“Positively,” said Joe, “this is where I’ll have to retire to when I get old!”
About ten o’clock in the morning the atmosphere cleared up, the clouds parted, and the country beneath could again be seen, the Victoria meanwhile rapidly descending. Dr. Ferguson was in search of a current that would carry him more to the northeast, and he found it about six hundred feet from the ground. The country was becoming more broken, and even mountainous. The Zungomoro district was fading out of sight in the east with the last cocoa-nut-trees of that latitude.
Ere long, the crests of a mountain-range assumed a more decided prominence. A few peaks rose here and there, and it became necessary to keep a sharp lookout for the pointed cones that seemed to spring up every moment.
“We’re right among the breakers!” said Kennedy.
“Keep cool, Dick.
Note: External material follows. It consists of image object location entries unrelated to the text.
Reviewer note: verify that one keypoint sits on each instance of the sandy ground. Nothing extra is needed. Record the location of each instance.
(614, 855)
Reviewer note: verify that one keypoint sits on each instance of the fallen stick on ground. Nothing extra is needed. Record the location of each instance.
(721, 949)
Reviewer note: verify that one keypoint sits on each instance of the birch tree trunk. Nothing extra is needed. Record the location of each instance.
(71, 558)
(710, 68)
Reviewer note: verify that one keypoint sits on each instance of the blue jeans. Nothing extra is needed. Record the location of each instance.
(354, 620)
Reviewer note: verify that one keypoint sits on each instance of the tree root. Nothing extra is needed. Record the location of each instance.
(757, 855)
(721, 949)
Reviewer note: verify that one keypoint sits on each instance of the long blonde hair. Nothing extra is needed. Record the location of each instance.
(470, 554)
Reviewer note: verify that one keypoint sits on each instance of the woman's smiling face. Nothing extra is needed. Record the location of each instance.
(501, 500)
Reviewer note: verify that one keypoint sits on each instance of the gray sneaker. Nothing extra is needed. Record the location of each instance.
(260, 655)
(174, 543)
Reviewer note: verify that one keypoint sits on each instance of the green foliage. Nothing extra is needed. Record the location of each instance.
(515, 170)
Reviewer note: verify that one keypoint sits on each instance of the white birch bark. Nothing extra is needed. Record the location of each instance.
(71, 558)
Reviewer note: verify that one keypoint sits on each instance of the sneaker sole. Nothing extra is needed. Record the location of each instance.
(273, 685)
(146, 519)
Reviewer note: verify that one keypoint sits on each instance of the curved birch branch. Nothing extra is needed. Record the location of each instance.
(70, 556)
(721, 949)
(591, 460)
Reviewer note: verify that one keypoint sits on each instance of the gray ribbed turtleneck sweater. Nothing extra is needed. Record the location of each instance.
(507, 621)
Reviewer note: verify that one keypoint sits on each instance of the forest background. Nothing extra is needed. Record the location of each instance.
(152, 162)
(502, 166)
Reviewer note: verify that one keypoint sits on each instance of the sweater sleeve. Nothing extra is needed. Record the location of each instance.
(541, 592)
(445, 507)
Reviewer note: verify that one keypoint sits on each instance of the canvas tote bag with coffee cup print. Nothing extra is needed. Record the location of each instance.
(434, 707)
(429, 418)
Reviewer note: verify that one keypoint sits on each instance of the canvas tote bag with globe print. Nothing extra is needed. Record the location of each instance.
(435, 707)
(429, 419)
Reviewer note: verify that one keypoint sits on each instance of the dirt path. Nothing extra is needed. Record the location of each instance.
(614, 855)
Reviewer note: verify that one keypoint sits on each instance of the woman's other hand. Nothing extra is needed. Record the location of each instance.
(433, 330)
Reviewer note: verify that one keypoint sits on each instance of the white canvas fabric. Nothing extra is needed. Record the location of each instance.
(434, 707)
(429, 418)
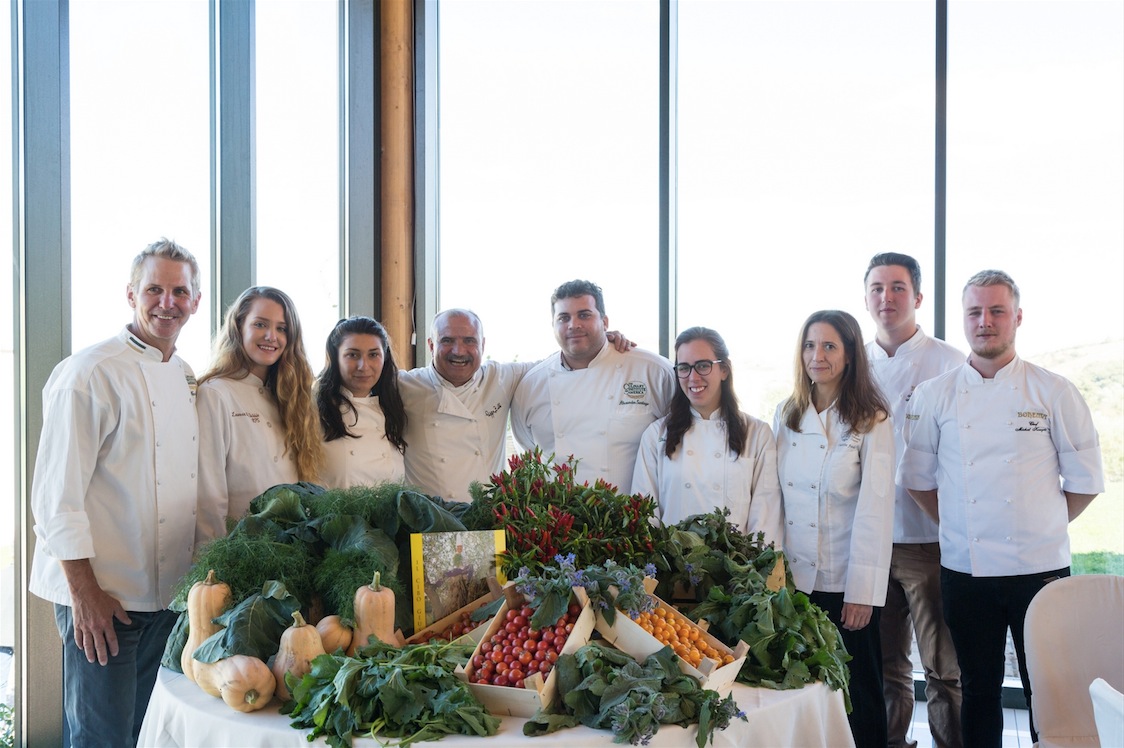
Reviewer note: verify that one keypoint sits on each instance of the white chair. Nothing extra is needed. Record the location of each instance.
(1108, 710)
(1075, 633)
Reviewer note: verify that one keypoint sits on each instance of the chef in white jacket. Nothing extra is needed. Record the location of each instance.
(706, 453)
(361, 409)
(590, 400)
(835, 459)
(458, 408)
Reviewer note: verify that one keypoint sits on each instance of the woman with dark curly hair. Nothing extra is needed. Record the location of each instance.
(706, 453)
(257, 426)
(835, 459)
(362, 415)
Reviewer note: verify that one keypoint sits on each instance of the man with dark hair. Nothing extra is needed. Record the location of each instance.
(114, 498)
(1003, 454)
(590, 400)
(902, 357)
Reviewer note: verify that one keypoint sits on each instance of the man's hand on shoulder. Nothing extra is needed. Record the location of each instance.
(93, 611)
(619, 342)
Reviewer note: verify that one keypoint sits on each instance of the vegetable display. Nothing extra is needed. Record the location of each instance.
(605, 688)
(409, 694)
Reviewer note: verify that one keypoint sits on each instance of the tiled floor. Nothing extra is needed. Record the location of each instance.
(1016, 729)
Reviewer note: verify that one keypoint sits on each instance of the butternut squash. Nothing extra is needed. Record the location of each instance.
(206, 601)
(300, 645)
(374, 613)
(334, 634)
(244, 683)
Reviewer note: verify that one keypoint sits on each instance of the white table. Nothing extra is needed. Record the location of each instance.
(181, 714)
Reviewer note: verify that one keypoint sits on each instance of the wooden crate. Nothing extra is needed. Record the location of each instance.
(510, 701)
(630, 638)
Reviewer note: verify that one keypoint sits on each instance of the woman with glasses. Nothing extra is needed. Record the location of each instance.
(706, 453)
(257, 426)
(362, 415)
(835, 458)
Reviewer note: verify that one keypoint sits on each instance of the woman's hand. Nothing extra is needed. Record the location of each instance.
(855, 616)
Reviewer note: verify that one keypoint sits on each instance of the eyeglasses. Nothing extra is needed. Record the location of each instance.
(683, 370)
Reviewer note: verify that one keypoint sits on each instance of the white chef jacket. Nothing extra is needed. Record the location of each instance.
(458, 434)
(839, 504)
(368, 458)
(999, 453)
(598, 414)
(916, 360)
(704, 474)
(242, 450)
(115, 476)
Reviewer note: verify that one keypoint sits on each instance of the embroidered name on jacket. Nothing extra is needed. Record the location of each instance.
(634, 394)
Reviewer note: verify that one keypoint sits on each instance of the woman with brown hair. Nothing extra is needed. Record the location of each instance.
(835, 459)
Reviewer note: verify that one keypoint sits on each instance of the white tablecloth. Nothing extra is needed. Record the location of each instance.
(181, 714)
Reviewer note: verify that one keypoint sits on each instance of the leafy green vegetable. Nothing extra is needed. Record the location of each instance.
(342, 573)
(791, 641)
(247, 562)
(253, 627)
(409, 694)
(605, 688)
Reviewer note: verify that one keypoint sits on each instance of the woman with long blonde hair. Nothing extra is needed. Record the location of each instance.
(257, 423)
(835, 461)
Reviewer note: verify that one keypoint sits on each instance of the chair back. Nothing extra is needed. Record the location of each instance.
(1108, 710)
(1075, 633)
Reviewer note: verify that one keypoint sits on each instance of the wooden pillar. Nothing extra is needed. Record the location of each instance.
(397, 180)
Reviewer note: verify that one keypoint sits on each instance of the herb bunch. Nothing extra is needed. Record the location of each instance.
(408, 694)
(545, 513)
(609, 586)
(607, 690)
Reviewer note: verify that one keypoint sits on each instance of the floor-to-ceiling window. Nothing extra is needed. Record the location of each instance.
(801, 153)
(139, 154)
(549, 137)
(297, 124)
(1036, 188)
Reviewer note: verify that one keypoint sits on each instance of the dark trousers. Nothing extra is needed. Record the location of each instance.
(868, 712)
(979, 611)
(105, 704)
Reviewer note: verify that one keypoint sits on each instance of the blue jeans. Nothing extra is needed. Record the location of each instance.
(105, 704)
(979, 611)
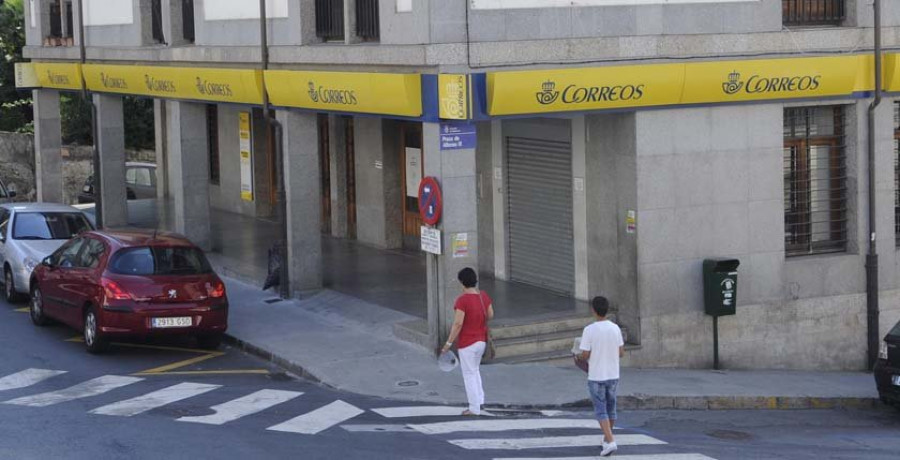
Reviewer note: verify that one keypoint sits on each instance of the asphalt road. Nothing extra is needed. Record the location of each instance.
(167, 400)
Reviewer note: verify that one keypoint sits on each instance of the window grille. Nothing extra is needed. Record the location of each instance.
(815, 180)
(813, 12)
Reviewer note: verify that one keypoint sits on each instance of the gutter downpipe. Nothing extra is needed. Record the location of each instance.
(872, 312)
(281, 245)
(86, 96)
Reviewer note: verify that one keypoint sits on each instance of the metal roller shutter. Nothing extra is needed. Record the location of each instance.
(540, 213)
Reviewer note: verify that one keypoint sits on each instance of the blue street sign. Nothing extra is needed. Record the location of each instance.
(458, 136)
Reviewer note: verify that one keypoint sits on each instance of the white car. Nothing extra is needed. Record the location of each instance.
(29, 232)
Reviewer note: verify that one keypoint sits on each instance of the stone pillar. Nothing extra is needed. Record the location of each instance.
(303, 198)
(189, 166)
(111, 145)
(456, 173)
(47, 146)
(337, 133)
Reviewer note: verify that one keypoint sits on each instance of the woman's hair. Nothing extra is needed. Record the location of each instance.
(468, 278)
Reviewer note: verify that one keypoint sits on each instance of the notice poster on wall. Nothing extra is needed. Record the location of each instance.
(246, 158)
(413, 171)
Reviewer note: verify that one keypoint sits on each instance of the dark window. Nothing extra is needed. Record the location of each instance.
(367, 26)
(815, 180)
(160, 261)
(187, 18)
(812, 12)
(212, 141)
(92, 253)
(49, 225)
(156, 21)
(330, 19)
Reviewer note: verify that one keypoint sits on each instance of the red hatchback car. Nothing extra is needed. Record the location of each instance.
(130, 284)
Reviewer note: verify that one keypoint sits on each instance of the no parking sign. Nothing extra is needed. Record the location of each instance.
(430, 201)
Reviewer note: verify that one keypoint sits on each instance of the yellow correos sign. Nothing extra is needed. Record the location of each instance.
(58, 75)
(355, 92)
(202, 84)
(572, 90)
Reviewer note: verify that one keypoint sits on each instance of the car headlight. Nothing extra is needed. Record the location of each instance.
(30, 264)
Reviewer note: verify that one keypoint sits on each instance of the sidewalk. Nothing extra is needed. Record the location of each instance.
(348, 344)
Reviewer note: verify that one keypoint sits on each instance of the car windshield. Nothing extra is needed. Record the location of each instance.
(160, 261)
(49, 225)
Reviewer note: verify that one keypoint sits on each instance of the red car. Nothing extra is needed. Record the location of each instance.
(130, 284)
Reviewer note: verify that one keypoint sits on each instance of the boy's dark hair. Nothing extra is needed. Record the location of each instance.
(468, 278)
(600, 305)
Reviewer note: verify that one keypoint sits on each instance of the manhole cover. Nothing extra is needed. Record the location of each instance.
(730, 435)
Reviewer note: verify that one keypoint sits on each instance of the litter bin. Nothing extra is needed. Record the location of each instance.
(720, 286)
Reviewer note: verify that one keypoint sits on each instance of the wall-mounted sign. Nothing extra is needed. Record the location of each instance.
(431, 240)
(458, 136)
(356, 92)
(246, 157)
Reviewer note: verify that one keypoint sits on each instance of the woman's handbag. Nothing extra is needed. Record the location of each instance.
(489, 351)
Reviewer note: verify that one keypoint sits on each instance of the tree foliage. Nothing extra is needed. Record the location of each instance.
(15, 106)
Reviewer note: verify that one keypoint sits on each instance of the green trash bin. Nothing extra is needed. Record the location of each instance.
(720, 286)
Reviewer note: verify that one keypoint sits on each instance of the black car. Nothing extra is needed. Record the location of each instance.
(140, 183)
(887, 368)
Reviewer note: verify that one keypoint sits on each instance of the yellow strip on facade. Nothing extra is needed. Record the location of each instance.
(355, 92)
(190, 83)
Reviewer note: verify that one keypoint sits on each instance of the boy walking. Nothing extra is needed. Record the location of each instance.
(601, 347)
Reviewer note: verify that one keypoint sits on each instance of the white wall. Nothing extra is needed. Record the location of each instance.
(516, 4)
(108, 12)
(222, 10)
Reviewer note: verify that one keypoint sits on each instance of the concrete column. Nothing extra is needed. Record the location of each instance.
(303, 192)
(337, 133)
(498, 191)
(579, 207)
(456, 173)
(47, 146)
(111, 145)
(189, 166)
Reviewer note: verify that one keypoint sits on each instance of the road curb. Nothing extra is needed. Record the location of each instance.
(625, 402)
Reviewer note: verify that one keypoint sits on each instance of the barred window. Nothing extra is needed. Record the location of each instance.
(815, 180)
(897, 171)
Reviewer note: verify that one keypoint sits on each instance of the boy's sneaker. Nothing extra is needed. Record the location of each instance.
(608, 448)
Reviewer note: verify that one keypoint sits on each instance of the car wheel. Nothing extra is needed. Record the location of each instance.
(92, 339)
(9, 286)
(36, 307)
(209, 342)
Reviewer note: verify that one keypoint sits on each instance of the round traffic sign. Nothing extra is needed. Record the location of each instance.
(430, 201)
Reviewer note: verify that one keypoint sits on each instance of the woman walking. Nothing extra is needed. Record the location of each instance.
(473, 311)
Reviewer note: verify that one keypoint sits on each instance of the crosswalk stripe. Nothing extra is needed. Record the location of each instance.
(320, 419)
(503, 425)
(622, 457)
(26, 378)
(154, 400)
(87, 389)
(554, 442)
(244, 406)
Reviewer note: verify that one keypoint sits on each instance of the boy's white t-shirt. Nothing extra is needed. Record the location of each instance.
(602, 339)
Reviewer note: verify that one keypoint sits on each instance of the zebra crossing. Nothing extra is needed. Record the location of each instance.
(497, 436)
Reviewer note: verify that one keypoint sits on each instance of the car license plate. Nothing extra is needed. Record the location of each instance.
(184, 321)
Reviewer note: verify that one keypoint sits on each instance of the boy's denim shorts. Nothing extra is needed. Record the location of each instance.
(603, 395)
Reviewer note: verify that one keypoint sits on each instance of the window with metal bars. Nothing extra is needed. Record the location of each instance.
(367, 26)
(330, 19)
(897, 171)
(813, 12)
(212, 141)
(815, 180)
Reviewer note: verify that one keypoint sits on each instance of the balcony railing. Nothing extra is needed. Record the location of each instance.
(330, 19)
(367, 27)
(813, 12)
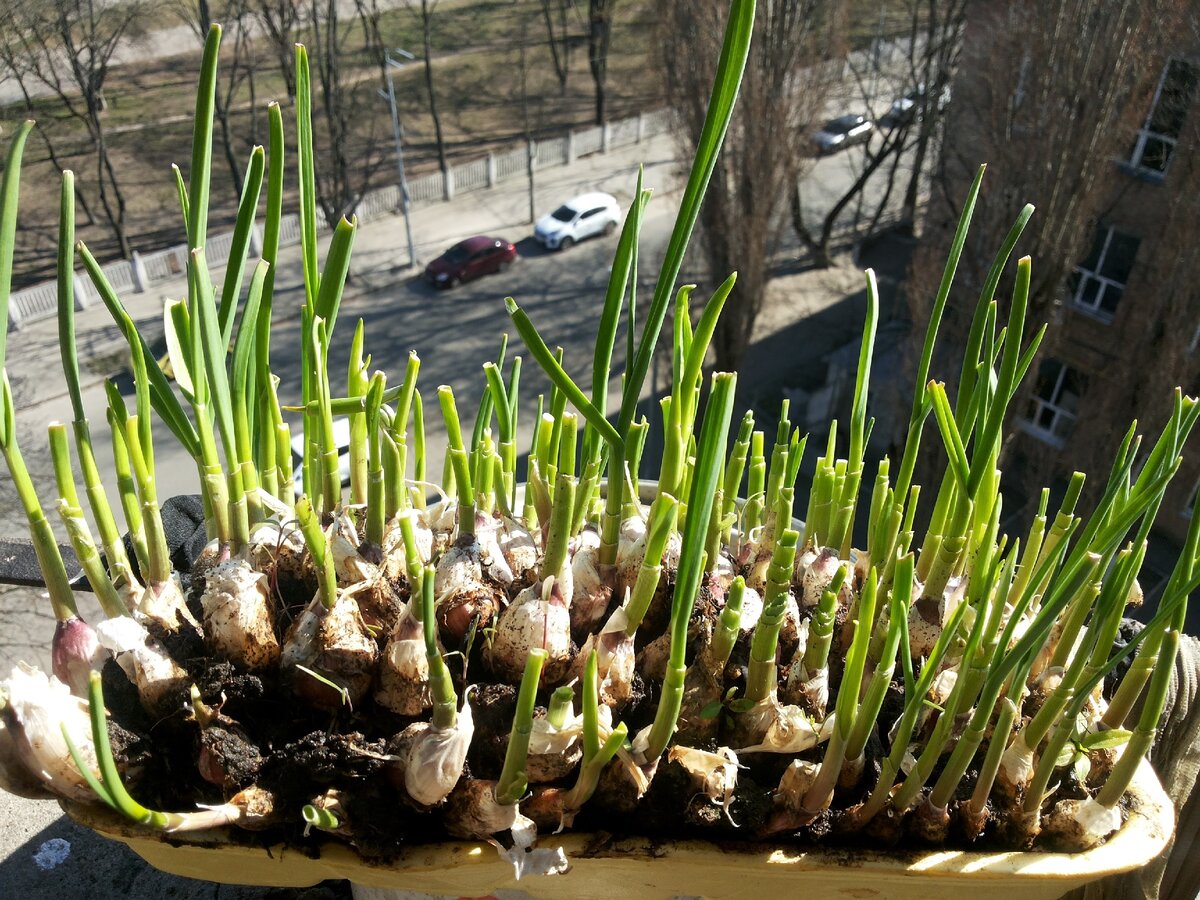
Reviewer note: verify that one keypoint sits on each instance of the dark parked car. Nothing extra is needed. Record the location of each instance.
(469, 259)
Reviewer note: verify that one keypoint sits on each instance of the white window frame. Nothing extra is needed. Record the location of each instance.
(1093, 309)
(1145, 133)
(1032, 425)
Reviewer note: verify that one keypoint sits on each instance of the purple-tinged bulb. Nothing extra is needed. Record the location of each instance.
(75, 653)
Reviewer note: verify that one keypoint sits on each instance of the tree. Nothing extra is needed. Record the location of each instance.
(600, 13)
(67, 46)
(348, 105)
(426, 18)
(237, 71)
(558, 35)
(783, 94)
(1050, 95)
(930, 57)
(933, 63)
(279, 21)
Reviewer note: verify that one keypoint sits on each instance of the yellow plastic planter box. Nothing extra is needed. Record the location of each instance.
(639, 868)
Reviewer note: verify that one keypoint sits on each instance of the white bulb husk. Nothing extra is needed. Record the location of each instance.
(616, 659)
(1093, 820)
(144, 660)
(923, 634)
(795, 784)
(525, 856)
(819, 574)
(43, 707)
(405, 669)
(394, 539)
(751, 611)
(436, 757)
(1017, 763)
(715, 774)
(491, 557)
(630, 551)
(533, 619)
(519, 549)
(348, 563)
(783, 729)
(334, 643)
(165, 604)
(239, 622)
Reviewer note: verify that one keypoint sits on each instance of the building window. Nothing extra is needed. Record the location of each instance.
(1054, 407)
(1098, 282)
(1156, 139)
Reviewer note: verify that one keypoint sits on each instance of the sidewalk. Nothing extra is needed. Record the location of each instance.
(379, 247)
(43, 856)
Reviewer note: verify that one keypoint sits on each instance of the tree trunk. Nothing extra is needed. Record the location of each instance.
(105, 172)
(426, 22)
(562, 59)
(820, 255)
(599, 35)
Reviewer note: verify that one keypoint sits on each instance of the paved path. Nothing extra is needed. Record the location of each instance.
(562, 292)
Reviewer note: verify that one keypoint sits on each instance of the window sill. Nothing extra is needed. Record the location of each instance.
(1092, 313)
(1042, 435)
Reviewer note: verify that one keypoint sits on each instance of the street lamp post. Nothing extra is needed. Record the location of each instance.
(399, 135)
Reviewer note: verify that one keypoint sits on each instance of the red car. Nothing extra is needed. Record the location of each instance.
(469, 259)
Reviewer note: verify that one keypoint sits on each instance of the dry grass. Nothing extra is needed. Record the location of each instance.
(477, 78)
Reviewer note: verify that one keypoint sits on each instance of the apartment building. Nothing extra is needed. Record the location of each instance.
(1108, 148)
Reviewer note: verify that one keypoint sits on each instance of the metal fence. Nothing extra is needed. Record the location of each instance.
(471, 175)
(623, 133)
(119, 274)
(166, 264)
(40, 301)
(511, 162)
(589, 141)
(552, 151)
(378, 203)
(36, 303)
(426, 189)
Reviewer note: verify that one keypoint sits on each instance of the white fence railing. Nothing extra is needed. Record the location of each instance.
(511, 162)
(552, 153)
(426, 189)
(471, 175)
(40, 301)
(589, 141)
(623, 133)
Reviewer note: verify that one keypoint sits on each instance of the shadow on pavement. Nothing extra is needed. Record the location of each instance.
(67, 862)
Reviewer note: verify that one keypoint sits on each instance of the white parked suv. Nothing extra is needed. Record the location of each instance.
(583, 216)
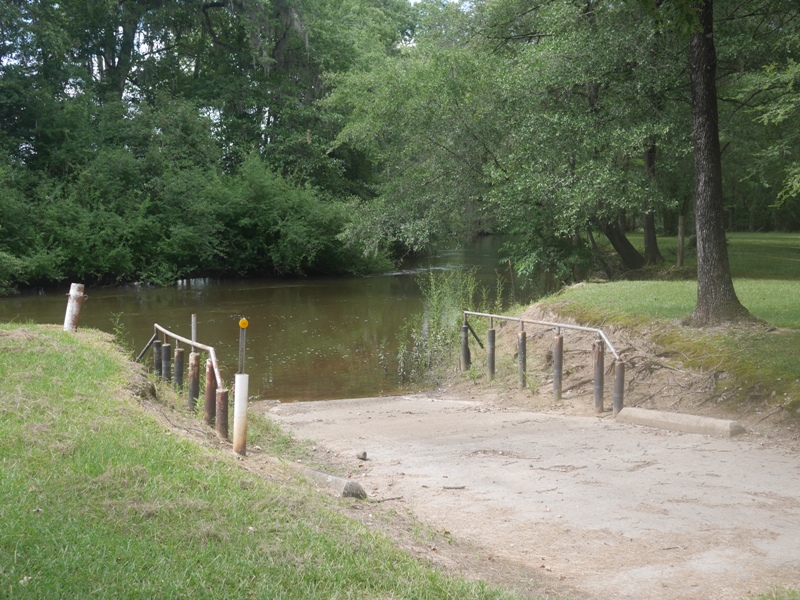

We shan’t touch them,” was the doctor’s quiet answer.
“It’s a jolly way to travel, anyhow!” said Joe, with his usual flow of spirits.
In fact, the doctor managed his balloon with wondrous dexterity.
“Now, if we had been compelled to go afoot over that drenched soil,” said he, “we should still be dragging along in a pestilential mire. Since our departure from Zanzibar, half our beasts of burden would have died with fatigue. We should be looking like ghosts ourselves, and despair would be seizing on our hearts. We should be in continual squabbles with our guides and porters, and completely exposed to their unbridled brutality. During the daytime, a damp, penetrating, unendurable humidity! At night, a cold frequently intolerable, and the stings of a kind of fly whose bite pierces the thickest cloth, and drives the victim crazy! All this, too, without saying any thing about wild beasts and ferocious native tribes!”
“I move that we don’t try it!” said Joe, in his droll way.
“I exaggerate nothing,” continued Ferguson, “for, upon reading the narratives of such travellers as have had the hardihood to venture into these regions, your eyes would fill with tears.”